Eisenhower grieved for the lost men, and no less for the lost LSTs: his reserve of the vital transports now stood at zero. “Not a restful thought,” he wrote Marshall.
The supreme commander often quoted Napoléon’s definition of a military genius as “the man who can do the average thing when all those around him are going crazy.” Less than eighteen months earlier, even before the debacle at Kasserine Pass in Tunisia, Eisenhower had expected to be relieved of command, perhaps even reduced to his permanent rank of lieutenant colonel. Equanimity had helped preserve him then and since. Growing in stature and confidence, he had become the indispensable man, so renowned that a Hollywood agent had recently offered $150,000 for the rights to his life (plus $7,500 each to Mamie, his mother, and his in-laws). “He has a generous and lovable character,” Montgomery would tell his diary before the invasion, “and I would trust him to the last gasp.” Other comrades consid
ered him clubbable, articulate, and profoundly fair; his senior naval subordinate, Admiral Sir Bertram H. Ramsay, asserted simply, “He is a very great man.” Franklin D. Roosevelt had chosen him to command OVERLORD as “the best politician among the military men. He is a natural leader who can convince other men to follow him.”
Yet he had not convinced everyone that he was a Great Captain, a commander with the ability to see the field both spatially and temporally, intuiting the enemy’s intent and subordinating all resistance to an iron will. Montgomery, whose sense of personal infallibility and ambivalence toward Eisenhower’s generalship would only intensify, offered private complaints as well as praise: “When it comes to war, Ike doesn’t know the difference between Christmas and Easter.” And on the same evening that Eisenhower thumbed absently through his pulp westerns at Telegraph Cottage, Field Marshal Sir Alan Brooke, chief of the Imperial General Staff, confided to his diary an assessment of the supreme commander’s role at St. Paul’s:
No real director of thought, plans, energy or direction! Just a coordinator—a good mixer, a champion of inter-allied cooperation, and in those respects few can hold a candle to him. But is that enough? Or can we not find all the qualities of a commander in one man?
Eisenhower sensed such doubts, and perhaps harbored a few himself. In his own diary he lamented the depiction of him in British newspapers as an administrator rather than a battlefield commander. “They dislike to believe that I had anything particularly to do with campaigns. They don’t use the words ‘initiative’ and ‘boldness’ in talking of me,” he wrote. “It wearies me to be thought of as timid, when I’ve had to do things that were so risky as to be almost crazy. Oh, hum.”

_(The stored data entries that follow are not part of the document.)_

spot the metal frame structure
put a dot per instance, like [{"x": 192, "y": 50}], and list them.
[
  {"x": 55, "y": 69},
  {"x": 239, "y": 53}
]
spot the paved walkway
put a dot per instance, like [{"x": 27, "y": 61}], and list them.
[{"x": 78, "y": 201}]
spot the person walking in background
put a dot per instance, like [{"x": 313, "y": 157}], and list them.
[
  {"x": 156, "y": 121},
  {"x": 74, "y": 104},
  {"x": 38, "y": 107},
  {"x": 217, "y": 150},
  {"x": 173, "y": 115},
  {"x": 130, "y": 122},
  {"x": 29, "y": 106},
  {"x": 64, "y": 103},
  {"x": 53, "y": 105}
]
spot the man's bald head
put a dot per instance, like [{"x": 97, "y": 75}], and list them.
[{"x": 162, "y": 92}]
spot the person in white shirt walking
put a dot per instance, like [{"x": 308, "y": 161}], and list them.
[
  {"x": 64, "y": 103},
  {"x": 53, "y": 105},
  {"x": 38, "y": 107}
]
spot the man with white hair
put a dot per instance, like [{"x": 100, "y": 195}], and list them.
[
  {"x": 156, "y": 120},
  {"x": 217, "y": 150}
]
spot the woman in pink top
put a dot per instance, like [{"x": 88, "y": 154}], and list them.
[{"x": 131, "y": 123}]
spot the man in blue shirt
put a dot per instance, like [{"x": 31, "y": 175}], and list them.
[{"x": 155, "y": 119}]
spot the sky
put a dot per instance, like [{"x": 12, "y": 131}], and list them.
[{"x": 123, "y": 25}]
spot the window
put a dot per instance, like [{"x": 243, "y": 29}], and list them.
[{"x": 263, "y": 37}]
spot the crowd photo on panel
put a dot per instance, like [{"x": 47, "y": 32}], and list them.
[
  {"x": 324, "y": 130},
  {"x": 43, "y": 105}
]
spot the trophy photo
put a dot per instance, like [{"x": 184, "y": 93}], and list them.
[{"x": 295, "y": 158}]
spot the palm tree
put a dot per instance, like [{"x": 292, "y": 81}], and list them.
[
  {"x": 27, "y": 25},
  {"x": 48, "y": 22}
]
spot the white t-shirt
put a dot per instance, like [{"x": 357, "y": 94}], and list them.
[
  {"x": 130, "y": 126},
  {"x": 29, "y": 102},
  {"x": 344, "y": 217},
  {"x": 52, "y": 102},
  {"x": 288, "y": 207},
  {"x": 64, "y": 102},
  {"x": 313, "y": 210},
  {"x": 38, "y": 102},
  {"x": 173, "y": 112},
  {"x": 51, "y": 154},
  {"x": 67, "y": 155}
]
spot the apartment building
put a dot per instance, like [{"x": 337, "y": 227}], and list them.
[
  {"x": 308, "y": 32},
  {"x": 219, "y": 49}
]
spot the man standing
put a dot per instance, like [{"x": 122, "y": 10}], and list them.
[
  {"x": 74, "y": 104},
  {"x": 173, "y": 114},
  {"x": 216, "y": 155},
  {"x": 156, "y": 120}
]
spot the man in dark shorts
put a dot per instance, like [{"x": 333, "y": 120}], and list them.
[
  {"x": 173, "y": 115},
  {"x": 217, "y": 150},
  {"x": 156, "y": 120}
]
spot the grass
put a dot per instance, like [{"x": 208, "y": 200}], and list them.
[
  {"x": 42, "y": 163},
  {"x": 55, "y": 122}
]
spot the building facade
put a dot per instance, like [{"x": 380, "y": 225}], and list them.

He needed sleep. Tomorrow would be hectic, beginning with morning meetings at Bushy Park; later he would decamp for another inspection trip aboard Bayonet, the armored rail coach he used for extended journeys. (Two adjoining boxcars, known as Monsters, carried five sedans, two jeeps, and a small arsenal of tommy and Bren guns, while the dining car could seat thirty-two.) By the end of the month he intended to visit more than two dozen divisions, a like number of airfields, and countless warships, depots, and hospitals. With luck, he would encounter another soldier from Kansas—such meetings always made him smile.